The American Clean Energy and Security Act
On Friday, June 26th, the US House of Representatives narrowly passed the American Clean Energy and Security Act (or the Waxman-Markey Bill), a move being hailed a huge victory for the Obama administration. Like any major environmental bill, however, this act has faced serious criticism from Democrats and Republicans alike. And, like most pollution legislation, lawmakers have pitted the environment against the economy, an impossible choice for the American public. Here, ENN has decoded the American Clean Energy and Security Act so that you may make your own conclusions about the ramifications of its passing.
What It Provides For:
- The EPA will be placed in charge of cap-and-trade programs, one for greenhouse gasses and one for hydroflourocarbons.
- For the first time, regulatory agencies will be able to enforce greenhouse gas reductions.
- An electric vehicle “infrastructure” is a goal, and offices have been created to aid the completion of this initiative.

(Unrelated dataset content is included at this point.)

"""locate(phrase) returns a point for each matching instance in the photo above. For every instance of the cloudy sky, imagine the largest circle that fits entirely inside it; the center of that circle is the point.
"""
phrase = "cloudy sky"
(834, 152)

- Government agencies have been formulated in order to promote energy efficient appliances and easy access to them.
- There will be monetary rewards for energy innovation and conservation at electric and thermal energy facility facilities
- Emissions allowances will be enacted
- An energy refund program will take effect to aid low- income families adversely affected by the costs of the act.
- An action plan and government body will be formed to prepare for the negative health impacts of climate change
Probable PROs of the American Clean Energy and Security Act:
- Forced innovation, invention, and investment in new green technologies, will make America a leader in green technology.
- Reduction of US dependence on foreign oil.
- Creation of US- based jobs and economic stimuli.
Probable CONs of the American Clean Energy and Security Act:
- Potential for a tax burden on the American middle and upper classes.
- A rise in the cost of energy on production, which will likely cause a financial burden on consumers.
- An increased exportation of jobs overseas to countries without pollution standards (and the economic ramifications of US unemployment).
What do you think? Is the American Clean Energy and Security Act a positive change in environmental legislation or is it simply the summation of good intentions but bad ideas?